Twitch is a live-streaming Internet platform where worldwide audiences can watch gamers of any stripe playing through their favorite video and board games.
Now, a collection of UWM faculty and students is using their own Twitch channel to explore the academic side of those games.
The group, called Serious Play, brings together UWM gamers from an array of disciplines—English, Anthropology, LGBT Studies, and more. Several days each week, they gather to put on several shows, like “The Cat’s Moustache,” a show exploring collaborative puzzle-solving through traditional adventure games, or “Lunch Zone,” where moderators offer critical analysis of the video game they’re currently playing and spin off on discussions as the live audience adds their own commentary.
Together, the group is breaking down game theory and building up a seed-bed for gaming scholars to conduct their research.
“Gaming is a huge industry. It should occupy a relative proportion of our academic interests just by that,” said Thomas Malaby, an Anthropology professor and one of the faculty members of Serious Play. “But there’s a lot of the politics of ‘mere-ness.’ They’re merely games. What’s behind that statement? I’d rather bet on the long proposition that games have demonstrated themselves to be not just economically massive, but a site of real meaning-making for people.”
That’s because video games, just like literature and film, draw on a variety of themes, character tropes, visual mediums, and more to create a cohesive experience for the player and audience.
That was always apparent to English graduate student Kristopher Purzycki, one of the founders of Serious Play.

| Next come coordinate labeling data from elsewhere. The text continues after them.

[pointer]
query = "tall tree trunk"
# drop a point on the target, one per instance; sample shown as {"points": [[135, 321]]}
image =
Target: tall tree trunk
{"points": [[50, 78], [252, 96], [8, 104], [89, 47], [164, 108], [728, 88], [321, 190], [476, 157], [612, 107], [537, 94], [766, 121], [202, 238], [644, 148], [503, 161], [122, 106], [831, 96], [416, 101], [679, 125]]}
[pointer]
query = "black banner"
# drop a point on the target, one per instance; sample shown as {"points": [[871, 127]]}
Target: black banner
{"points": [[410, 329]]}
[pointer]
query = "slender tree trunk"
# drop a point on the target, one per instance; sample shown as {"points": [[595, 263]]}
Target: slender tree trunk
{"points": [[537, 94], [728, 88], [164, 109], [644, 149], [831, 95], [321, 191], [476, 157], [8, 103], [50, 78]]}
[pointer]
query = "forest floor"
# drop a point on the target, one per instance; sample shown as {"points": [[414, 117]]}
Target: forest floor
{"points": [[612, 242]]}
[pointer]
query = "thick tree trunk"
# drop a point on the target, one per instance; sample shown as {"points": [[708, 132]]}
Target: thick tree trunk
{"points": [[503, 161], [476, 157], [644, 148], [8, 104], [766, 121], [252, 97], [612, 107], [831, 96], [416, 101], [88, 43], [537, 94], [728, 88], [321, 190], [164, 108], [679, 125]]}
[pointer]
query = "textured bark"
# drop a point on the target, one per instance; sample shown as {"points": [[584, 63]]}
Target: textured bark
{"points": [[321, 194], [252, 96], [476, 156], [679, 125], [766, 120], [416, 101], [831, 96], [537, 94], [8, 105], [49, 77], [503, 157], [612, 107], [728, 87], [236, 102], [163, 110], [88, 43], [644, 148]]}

“Serious Play started out in the Digital Humanities Lab at the UWM Library. It was originally a monthly, informal meet-up around a central topic or theme in a computer game,” Purzycki said. “That kind of built into a larger group. Over the course of a few years, we crossed paths with livestreaming technology. … We thought it would be a good toe-hold to both preserve playing games (through recording) but also to distribute those discussions across the public.”
As the group grew, Malaby and his colleague, English professor Stuart Moulthrop, applied for support from UWM’s Center for 21st Century Studies. The Center granted them space—they call it the Digital Cultures Collaboratory—on the ninth floor of Curtin Hall where the group has a computer set up with a bank of monitors and recording equipment so they can stream their discussions.
“The ‘Lunch Zone’ show discussion varies game by game,” said Kelly Brajevich, an English PhD student and the newest member of Serious Play. “We went really deep into musical analysis one day. One day we talked about creator collaborations.”
“I think it shows what a bunch of scholarly eyes around games, all in the same place, can achieve,” said Malaby. “We’re able to begin and push further some conversations about what’s going on here. Why did this design choice lead to a certain set of outcomes? What does that say about the state of games right now? In what ways are games trying to challenge us? What social commentary is in them?”
The group picks a new game to discuss each week, all based around an overarching theme each month. For example, April was dedicated to games exploring LGBT and queer culture. October was “spooky games” month in honor of Halloween, and November was “cute games” month as a palette cleanser. When Anthony Bourdain passed away, the group focused on video games that involved cooking—“Breath of the Wild” was a popular choice.
Out of those games and discussions has grown a new avenue of research for several students.
“For my own work, a lot of the discussions have led to published articles or articles that are currently under review,” said Joshua Rivers, an Anthropology graduate student who focuses on queer studies. The discussions generated during April’s queer gaming month, centering around games like “tranxiety,” which explores the life and experiences of a trans character, generated plenty of fodder for his research.
Serious Play has even been invited to present their research at conferences, and recently sat for a panel discussion and roundtable at the Meaningful Play Conference at Michigan State.
This type of study is important, Malaby added, not only because it’s a huge industry—video games raked in more than $36 billion last year, according to the Entertainment Software Association—but also because there are troubling aspects to gaming.
“We are getting (good) at using digital technology to architect a way to command people’s attention, dollar after dollar, hours at a time,” he said. “It’s those kinds of questions around games—that I love—that I think we need to get to the bottom of. What makes them so compelling? What is powerful about them? The better we understand that, the better we’ll make good decisions about them.”
A good first step to understanding those games might just be tuning into the Serious Play Twitch channel.